When I finished mowing the lawn late yesterday evening I backed the mower into the field next to me as usual and proceeded to offload the cuttings. But when I tried to drive away I was stuck on a rut. Well at least that's a bit different: most people get stuck in a rut. But ruts have edges pushed up around them, and when it's very hot they bake hard. And there I was, perched on top of one, high and dry. The wheels couldn't get a purchase as they weren't touching the ground. Now Sarah's friend Johnnie is looking after her house while she's away, and I knew he'd help. He's a useful chap, notwithstanding the fact that he nearly burnt her house down last winter, his second act of inadvertant arson apparently. I went over and knocked on the door and he came out straight away to see what I wanted. "Piers," he called back into the house, "come! Lady in distress!" They followed me over to the field, Piers immaculately dressed in cream linen and a cravat, and wanted to know what on earth I was doing mowing a meadow. But when I explained Piers understood. "My wife does that all the time," he said, "but I'm divorcing her now." Say no more. They lifted the machine as if it were made of Lego, and watched me safely back into my drive. "Night night" they called cheerfully. "You know where we are."



Talk about history repeating itself. Hugo and I were pottering in the garden this evening when a giant combine harvester tried to get into the field next door, and got stuck on the hard ruts! You couldn't make it up. For ages the farmer's husband and a worker tried to help the driver manoeuvre out of the jam, backwards a bit, forwards, now backwards again, but it wouldn't shift, this monster piece of machinery. I thought of calling for Johnny and Piers, those heroes of last night, or that hapless Grundy chap from the Archers who never quite gets things right but did once pull off a stunning combine repair. But then the driver got down to check the lie of the land, and blow me if it wasn't Alyss herself, tiny farmer Alyss, mother of three babies, driving that brute. I have to say the three of them were models of good humour and patience. There was no shouting, no foul language or blaming, just reasonable conversation, and then they went home and left it. The beautiful barley is reprieved for another day.

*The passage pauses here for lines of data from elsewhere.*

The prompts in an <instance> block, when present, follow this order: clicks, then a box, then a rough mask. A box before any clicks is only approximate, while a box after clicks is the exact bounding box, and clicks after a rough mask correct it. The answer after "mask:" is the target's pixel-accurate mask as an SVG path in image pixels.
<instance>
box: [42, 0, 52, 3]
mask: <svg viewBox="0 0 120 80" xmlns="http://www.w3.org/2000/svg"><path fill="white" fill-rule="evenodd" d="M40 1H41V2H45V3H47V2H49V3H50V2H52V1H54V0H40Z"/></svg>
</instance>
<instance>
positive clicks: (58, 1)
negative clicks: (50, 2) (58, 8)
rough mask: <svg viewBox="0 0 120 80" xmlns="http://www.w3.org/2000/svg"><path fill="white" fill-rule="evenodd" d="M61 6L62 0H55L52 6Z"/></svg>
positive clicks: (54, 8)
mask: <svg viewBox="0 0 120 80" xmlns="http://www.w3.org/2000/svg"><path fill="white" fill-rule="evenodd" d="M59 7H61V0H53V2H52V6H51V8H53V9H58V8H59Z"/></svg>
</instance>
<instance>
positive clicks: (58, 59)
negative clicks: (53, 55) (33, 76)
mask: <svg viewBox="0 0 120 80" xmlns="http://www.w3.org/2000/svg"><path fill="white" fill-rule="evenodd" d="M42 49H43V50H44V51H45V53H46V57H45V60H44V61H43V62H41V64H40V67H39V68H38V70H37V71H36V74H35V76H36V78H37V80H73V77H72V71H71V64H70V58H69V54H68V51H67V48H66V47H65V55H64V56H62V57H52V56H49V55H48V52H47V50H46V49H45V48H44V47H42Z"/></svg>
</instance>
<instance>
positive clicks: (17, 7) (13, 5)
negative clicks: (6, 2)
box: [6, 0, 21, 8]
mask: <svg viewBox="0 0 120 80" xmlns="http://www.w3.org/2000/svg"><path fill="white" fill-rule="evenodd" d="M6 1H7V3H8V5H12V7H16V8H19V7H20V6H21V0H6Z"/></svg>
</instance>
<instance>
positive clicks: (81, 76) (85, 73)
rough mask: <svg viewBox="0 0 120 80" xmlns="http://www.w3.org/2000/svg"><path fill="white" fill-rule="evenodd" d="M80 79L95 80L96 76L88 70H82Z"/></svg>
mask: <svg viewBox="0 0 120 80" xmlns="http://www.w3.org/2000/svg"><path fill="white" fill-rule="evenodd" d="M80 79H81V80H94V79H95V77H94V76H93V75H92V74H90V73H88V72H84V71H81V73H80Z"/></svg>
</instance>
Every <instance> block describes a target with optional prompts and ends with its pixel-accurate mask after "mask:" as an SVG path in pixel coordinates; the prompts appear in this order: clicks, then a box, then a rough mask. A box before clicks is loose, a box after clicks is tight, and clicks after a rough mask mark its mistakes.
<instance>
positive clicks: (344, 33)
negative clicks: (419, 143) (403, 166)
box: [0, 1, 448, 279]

Hugo has behaved immaculately all day, sitting quietly at Ruth's birthday party for nearly three hours and not licking his stitches once. He's been bounding around the lawn like a mad puppy since we got home, presumably desperate for a good run and a release of pent-up energy. He'll have to wait until Saturday though, according to the vet. We'll both go mad. He's back in his collar now, compliant and unprotesting as usual. And though the backs of my legs are all bruised from being bashed constantly by his stiff, hard Elizabethan collar, I'm not complaining either.